Data from Cointelegraph Markets Pro and TradingView shows that the early morning bear attempt to push the price below $60,000 has been well defended by traders, and at the time of writing there is a tug of war in the $61,000-$62,000 region.
BTC/USDT 1-day chart. Source: TradingView
While many have speculated that the launch of an ETF is the fuel needed to push BTC to the $100,000 mark, not all analysts agree, and some warn that this could be another “rumour and sell-off” event.
Higher lower would be ‘normal’ price action
One trader who wasn’t quite as fond of the idea of a BTC futures ETF is Twitter user with the pseudonym Cry me a $COIN, who posted the following tweet suggesting that the recent price action of BTC is just part of a normal price cycle.
According to the price path shown in the above chart, there is a possibility that Bitcoin will break below $68,000 in the next few months before heading lower to create a higher low near $46,000.

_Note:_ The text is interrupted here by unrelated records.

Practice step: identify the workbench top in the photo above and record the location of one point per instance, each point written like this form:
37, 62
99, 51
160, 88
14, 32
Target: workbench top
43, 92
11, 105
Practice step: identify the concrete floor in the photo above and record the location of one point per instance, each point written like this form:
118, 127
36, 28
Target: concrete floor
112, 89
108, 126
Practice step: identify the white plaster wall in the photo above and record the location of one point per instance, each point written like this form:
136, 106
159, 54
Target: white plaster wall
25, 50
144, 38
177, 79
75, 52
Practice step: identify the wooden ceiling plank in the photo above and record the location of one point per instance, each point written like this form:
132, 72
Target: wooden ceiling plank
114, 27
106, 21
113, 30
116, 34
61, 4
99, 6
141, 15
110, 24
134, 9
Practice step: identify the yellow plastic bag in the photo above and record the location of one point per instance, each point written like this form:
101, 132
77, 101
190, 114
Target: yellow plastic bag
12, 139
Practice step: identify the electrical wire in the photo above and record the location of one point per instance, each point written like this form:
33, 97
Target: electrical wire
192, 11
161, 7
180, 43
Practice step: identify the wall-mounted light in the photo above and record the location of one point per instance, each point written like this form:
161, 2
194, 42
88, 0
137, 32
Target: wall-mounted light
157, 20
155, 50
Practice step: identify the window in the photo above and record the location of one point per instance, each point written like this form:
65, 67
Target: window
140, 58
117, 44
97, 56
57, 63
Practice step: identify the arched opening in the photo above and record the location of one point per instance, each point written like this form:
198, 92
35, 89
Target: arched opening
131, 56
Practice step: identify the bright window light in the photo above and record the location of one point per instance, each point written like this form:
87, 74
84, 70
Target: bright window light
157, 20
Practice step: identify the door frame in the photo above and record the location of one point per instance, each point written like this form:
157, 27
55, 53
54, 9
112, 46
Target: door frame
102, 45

The same sentiment was expressed by Ryan Canttering Clark, who suggested that so far, “trade has been a ‘long-term approval of the ETF’ and we are here, so what in the short-term makes us so much higher?”
“Everyone knows where this is going, so I think in the short term we will sink even deeper.”
FOMO buyers beware
A deeper analysis of what could happen next was provided by David Lifchitz, ExoAlpha Managing Partner and Chief Investment Officer. Lifchitz suggested that a slight pullback might be possible, “especially after a strong rally from $40,000 just two weeks ago,” which translates to a 50% increase in BTC.

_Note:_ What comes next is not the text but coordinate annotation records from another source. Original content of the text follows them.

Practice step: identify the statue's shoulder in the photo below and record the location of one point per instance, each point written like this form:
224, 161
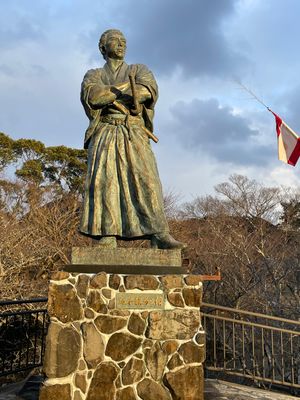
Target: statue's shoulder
141, 67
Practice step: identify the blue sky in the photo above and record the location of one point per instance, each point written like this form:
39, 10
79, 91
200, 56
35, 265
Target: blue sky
208, 126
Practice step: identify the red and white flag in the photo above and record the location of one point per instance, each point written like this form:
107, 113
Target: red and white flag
288, 142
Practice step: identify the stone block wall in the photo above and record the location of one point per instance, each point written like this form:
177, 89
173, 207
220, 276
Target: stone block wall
97, 350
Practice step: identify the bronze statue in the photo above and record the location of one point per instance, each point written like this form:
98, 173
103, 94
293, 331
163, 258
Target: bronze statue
123, 194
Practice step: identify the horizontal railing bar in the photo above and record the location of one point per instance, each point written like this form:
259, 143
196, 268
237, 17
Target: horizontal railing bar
22, 312
26, 301
236, 310
248, 323
253, 377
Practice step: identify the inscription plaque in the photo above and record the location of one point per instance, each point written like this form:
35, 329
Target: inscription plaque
140, 300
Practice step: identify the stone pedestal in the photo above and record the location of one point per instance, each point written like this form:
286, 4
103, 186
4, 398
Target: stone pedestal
124, 337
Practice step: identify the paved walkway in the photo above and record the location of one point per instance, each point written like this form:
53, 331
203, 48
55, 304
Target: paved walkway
220, 390
214, 390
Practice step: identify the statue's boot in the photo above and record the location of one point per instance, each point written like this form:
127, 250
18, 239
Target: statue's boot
165, 241
109, 242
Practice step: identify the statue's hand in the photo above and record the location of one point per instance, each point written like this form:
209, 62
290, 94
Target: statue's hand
122, 87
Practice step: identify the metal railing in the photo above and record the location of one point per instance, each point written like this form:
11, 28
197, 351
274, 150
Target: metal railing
23, 327
250, 345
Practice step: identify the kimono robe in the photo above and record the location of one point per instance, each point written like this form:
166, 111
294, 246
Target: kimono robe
123, 193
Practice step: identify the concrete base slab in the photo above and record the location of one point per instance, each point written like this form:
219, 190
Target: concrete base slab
94, 255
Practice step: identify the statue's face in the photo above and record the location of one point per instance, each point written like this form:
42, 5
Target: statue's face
115, 46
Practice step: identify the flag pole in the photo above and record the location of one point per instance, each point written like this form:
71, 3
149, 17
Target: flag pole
253, 95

While Lifchitz suggested that “the average range definitely looks higher,” the analyst offered a word of caution to potential buyers, saying: “BTC-based CME futures ETFs will underperform Bitcoin spot price due to futures roll costs Persistent…”
According to Lifchitz, professional traders will likely continue to use Bitcoin CME futures or crypto derivatives exchanges for their trading needs, while “long-time crypto investors are well-equipped to trade live and store Bitcoin spot.”

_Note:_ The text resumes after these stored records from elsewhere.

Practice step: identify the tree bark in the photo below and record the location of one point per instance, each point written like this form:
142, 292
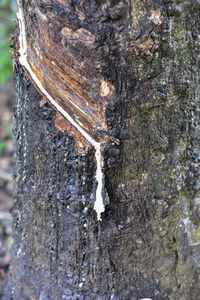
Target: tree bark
147, 244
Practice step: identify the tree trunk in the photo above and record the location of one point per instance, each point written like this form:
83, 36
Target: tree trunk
148, 242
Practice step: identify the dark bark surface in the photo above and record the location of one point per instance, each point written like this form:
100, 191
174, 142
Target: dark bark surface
148, 243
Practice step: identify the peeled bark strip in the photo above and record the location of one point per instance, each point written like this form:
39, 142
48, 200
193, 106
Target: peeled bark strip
147, 245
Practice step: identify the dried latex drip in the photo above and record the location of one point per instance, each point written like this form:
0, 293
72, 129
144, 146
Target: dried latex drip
98, 204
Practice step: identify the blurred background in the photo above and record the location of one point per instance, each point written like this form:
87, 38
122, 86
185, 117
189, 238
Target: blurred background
8, 10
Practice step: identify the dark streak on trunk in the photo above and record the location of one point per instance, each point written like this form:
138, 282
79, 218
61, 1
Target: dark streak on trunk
148, 242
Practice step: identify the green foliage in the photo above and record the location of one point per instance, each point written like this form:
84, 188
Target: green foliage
7, 13
2, 146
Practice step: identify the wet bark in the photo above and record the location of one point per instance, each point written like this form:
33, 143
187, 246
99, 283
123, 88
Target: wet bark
148, 243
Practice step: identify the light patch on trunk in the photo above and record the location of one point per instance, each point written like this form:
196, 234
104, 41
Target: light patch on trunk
106, 89
98, 205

“So these ETFs are likely to be an easy access to Bitcoin for inexperienced retail investors with their broker accounts, who will not get the full return on Bitcoin after all fees are taken into account. These ETFs will also provide opportunities arbitrage for smart traders.” Wall Street at its best.
Related: Bitcoin RSI Strength Indicates BTC Price Still Far From Round Top
90K USD BTC if the classic cup and handle are formed
The final scenario to look for was introduced by Twitter user alias Nunya Bizniz, who posted the following tweet detailing a bullish scenario for Bitcoin price action.
As shown in the provided chart, the analyst suggested that Bitcoin price has the potential to pull back to the $53,000 support in the near term before resuming its upward trend.
The trader believes that after the price pulls back to touch the major support, BTC could push up to $98,000.
BTC/USD one day chart. Source: Twitter
The total cryptocurrency market capitalization now stands at $2.463 trillion, and the bitcoin dominance rate is 47.3%.